Elle adorait travailler en binôme avec Lucas en Sortilèges. Il faisait quasiment tout le boulot !

Kathleen se débrouillait dans cette matière, et visait un Effort Exceptionnel ou aux ASPICS, mais elle doutait que ça lui soit très utile dans sa future carrière de Maître des Potions. La plupart du temps, elle se contentait de regarder Lucas briller sans effort.

C'était quand même un peu frustrant : Lucas était une grosse feignasse qui faisait tous ses devoirs la veille et perdait constamment ses notes et ses livres, et il arrivait quand même à avoir un excellent niveau presque partout. Delmar et Kathleen travaillaient dur pour être les meilleurs, l'un en Métamorphose et l'autre en Potions. Lucas, lui, avait un don naturel. Il travaillait assez peu, n'avait qu'à relire ses leçons pour les apprendre et les comprendre, maîtrisait vite les nouveaux sorts qu'on leur enseignait.

Monde injuste.

– Je pense que oui, fit le Serdaigle en observant l'objet d'un œil critique. Vas-y, lance un sort dessus pour voir ?

– N'oublie pas de jeter un Bouclier, le prévint Kathleen avant de pointer sa baguette sur la balle. Impedimenta.

La balle de mousse explosa dans un gros PLOCH, avec un nuage de fumée noire et opaque qui fut heureusement contenue par le charme de Bouclier lancé par Lucas.

– Superbe monsieur Ogden ! s'exclama Flitwick. Cinq points pour Serdaigle.

A la table d'à côté, Candela leur lança un regard mauvais avant de se concentrer sur sa propre balle en mousse. Les Sortilèges Explosifs étaient particulièrement délicats, surtout si on ne voulait pas provoquer d'incendie, et elle n'avait toujours pas réussi à en faire un qui ne finissait pas en flammes.

– Tu veux un coup de main ? fit innocemment Lucas.

Balthazar, qui était en binôme avec Candela, se hâta de faire semblant de lire son manuel en dissimulant un rire.

– Non merci, aboya Candela.

– Oh là là, pas besoin d'être si désagréable ! C'était une proposition tout à fait sincère et innocente. C'est pas comme si je t'invitais à boire un verre.

– Parfait.

– Donc tu acceptes ?

Candela poussa un lourd soupir, se tourna face au Serdaigle, et déclara fermement :

– Lucas, tu es mignon mais tu es égocentrique, bavard, ingérable, chiant, fainéant, et je ne peux pas te supporter.

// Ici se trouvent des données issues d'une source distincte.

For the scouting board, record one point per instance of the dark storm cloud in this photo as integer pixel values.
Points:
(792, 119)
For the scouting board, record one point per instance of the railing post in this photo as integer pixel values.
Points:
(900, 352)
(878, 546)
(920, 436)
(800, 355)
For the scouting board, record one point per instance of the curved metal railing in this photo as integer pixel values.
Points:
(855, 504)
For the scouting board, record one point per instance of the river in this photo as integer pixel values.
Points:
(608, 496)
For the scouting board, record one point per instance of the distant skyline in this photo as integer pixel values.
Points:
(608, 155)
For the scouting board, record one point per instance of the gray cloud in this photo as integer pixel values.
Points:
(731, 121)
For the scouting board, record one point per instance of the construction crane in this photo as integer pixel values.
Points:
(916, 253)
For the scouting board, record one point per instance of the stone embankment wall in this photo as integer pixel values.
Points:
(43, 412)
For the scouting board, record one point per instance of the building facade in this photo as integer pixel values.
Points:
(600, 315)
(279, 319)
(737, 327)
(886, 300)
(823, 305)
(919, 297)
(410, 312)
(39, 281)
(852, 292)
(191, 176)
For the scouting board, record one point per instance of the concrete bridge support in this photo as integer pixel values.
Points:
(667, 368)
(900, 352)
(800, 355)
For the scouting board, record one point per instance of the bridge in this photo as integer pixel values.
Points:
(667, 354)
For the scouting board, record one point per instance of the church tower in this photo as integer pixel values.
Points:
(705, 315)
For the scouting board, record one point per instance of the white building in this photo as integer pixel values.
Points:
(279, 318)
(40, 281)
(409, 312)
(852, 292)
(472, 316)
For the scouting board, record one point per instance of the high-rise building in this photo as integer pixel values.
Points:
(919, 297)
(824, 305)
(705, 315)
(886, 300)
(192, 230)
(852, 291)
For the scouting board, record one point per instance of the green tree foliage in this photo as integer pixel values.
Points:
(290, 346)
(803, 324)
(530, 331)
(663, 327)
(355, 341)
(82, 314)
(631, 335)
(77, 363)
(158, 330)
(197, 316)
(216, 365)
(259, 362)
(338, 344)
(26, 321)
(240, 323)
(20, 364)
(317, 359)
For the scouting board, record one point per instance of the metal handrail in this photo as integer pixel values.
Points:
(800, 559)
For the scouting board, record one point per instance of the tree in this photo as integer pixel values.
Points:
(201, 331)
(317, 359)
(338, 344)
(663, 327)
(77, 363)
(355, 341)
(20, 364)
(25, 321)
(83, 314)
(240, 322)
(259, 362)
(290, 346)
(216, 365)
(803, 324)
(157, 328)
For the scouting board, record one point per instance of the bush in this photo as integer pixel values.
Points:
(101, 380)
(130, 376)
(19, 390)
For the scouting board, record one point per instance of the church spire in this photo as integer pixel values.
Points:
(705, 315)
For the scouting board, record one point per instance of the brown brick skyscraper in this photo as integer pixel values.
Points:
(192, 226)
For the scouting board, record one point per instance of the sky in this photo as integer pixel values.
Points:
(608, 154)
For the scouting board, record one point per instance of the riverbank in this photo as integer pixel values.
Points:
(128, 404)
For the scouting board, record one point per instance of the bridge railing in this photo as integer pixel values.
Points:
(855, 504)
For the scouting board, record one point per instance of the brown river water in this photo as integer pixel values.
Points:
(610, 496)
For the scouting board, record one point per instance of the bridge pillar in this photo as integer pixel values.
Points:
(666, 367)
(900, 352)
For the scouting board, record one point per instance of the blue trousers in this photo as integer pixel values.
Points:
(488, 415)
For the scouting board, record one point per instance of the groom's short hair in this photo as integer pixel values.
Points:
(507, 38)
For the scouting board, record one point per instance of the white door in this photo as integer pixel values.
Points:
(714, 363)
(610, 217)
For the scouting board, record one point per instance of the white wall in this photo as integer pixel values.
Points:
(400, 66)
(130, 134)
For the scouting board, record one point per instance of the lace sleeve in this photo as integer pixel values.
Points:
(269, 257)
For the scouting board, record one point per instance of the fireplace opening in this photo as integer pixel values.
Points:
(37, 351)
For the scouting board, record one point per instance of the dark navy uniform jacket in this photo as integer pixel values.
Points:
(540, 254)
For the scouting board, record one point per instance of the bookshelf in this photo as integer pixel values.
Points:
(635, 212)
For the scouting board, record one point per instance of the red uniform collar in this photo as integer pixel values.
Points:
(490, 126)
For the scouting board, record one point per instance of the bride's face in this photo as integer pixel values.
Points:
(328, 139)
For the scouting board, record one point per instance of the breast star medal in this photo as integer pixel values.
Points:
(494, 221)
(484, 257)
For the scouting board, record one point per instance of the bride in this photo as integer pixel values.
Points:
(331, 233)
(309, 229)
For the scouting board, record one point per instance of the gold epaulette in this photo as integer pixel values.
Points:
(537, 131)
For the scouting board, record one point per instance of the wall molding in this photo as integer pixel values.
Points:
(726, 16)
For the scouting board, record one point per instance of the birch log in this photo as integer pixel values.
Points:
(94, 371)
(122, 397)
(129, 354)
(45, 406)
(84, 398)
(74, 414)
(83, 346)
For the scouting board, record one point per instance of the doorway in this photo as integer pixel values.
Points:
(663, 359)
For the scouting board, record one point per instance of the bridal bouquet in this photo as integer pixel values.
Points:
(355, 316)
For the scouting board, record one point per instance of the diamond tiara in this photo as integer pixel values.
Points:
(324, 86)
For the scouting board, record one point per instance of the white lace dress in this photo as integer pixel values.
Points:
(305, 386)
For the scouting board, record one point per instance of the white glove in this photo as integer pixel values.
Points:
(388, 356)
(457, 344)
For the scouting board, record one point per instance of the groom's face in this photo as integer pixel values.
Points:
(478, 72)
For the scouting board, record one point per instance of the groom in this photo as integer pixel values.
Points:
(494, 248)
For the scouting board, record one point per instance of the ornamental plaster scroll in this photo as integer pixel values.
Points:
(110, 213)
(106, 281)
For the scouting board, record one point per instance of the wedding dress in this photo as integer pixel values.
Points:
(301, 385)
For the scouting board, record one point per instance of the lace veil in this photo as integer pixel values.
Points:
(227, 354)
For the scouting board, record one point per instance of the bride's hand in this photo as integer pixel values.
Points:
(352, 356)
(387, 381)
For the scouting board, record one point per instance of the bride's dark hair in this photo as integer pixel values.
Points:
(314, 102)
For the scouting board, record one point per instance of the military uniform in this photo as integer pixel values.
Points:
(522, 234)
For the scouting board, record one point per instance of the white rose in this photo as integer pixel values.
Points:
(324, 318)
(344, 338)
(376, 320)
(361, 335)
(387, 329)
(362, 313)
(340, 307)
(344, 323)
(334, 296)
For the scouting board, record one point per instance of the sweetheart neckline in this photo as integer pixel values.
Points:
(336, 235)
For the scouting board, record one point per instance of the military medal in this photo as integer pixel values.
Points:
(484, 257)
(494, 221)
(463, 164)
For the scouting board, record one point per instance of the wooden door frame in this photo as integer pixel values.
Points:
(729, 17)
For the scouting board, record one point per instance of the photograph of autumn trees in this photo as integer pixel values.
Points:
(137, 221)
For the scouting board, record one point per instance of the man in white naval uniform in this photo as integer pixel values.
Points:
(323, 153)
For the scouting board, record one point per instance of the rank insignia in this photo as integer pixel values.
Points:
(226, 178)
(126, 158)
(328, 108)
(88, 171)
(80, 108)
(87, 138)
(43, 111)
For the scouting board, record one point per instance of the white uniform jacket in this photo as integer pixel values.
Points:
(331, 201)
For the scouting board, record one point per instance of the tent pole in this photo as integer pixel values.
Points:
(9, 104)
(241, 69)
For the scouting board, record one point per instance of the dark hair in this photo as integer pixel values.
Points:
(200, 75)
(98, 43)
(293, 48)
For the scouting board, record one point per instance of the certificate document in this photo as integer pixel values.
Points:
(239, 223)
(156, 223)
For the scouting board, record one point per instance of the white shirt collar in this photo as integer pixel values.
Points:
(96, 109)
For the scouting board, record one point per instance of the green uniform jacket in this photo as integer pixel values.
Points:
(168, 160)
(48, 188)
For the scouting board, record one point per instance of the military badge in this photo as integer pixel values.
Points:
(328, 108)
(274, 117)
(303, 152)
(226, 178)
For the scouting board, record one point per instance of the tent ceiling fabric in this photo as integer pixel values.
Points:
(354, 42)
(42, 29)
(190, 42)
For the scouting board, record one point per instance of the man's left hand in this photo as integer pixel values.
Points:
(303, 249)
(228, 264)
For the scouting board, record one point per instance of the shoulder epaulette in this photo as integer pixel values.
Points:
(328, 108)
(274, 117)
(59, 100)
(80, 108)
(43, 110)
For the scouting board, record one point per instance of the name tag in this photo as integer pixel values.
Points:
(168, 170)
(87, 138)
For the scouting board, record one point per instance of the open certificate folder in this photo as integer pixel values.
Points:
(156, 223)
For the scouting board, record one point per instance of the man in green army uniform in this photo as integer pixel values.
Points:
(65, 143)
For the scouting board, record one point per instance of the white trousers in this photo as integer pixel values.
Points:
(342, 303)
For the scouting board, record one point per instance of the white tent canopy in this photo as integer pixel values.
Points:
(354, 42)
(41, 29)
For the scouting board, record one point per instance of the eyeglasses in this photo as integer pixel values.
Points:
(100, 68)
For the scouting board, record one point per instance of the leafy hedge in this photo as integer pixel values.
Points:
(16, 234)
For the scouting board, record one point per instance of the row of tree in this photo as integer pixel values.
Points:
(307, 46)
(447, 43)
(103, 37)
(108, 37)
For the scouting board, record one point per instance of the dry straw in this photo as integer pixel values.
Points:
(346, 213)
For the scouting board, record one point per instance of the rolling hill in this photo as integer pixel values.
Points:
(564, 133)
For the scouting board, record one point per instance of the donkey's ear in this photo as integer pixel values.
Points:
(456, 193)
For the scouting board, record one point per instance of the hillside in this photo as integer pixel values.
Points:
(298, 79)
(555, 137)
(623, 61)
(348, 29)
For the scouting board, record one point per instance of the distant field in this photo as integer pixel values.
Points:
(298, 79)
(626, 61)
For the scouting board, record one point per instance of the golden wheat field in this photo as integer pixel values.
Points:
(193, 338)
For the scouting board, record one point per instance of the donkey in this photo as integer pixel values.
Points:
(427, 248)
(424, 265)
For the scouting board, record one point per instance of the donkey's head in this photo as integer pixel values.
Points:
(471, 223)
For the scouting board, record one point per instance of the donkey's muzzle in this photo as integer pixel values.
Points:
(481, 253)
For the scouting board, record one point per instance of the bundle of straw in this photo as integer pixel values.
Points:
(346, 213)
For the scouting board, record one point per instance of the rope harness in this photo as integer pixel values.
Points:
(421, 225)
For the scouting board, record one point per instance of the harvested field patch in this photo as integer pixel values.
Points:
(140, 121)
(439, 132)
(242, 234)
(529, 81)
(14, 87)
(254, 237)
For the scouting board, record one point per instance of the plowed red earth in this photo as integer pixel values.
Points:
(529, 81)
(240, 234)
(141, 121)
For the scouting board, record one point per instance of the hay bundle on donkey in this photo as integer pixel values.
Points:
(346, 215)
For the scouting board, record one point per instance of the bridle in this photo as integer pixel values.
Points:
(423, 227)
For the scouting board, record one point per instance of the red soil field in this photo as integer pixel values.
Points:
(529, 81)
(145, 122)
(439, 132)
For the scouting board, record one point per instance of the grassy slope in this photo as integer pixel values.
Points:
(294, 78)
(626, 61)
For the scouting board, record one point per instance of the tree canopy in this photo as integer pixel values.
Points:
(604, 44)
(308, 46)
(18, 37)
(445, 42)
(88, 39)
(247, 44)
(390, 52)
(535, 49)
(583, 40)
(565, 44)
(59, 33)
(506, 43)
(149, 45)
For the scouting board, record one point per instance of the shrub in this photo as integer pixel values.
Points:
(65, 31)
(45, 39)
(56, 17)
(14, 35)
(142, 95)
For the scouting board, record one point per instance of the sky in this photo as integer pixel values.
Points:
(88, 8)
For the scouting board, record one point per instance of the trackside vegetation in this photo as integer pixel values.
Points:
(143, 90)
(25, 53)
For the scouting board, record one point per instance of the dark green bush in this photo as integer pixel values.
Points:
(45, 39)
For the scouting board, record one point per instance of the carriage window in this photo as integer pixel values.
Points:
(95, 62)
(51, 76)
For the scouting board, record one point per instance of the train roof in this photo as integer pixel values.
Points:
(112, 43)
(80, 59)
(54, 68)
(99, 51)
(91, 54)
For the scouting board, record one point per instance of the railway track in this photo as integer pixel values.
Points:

Fous-moi la paix.

Elle se détourna et se replongea dans l'étude des Sortilèges Explosifs, tandis que Balthazar se tordait de rire en silence. Lucas, lui, se tourna vers Kathleen avec un sourire niais :

– … Elle a dit que j'étais mignon !

– Tu es irrécupérable, déplora son amie avec amusement. Allez, aide-moi à maîtriser ce sort. Comment tu fais ton mouvement de baguette ? Vers la droite non ?

– En diagonale et en courbe, comme un arc, regarde…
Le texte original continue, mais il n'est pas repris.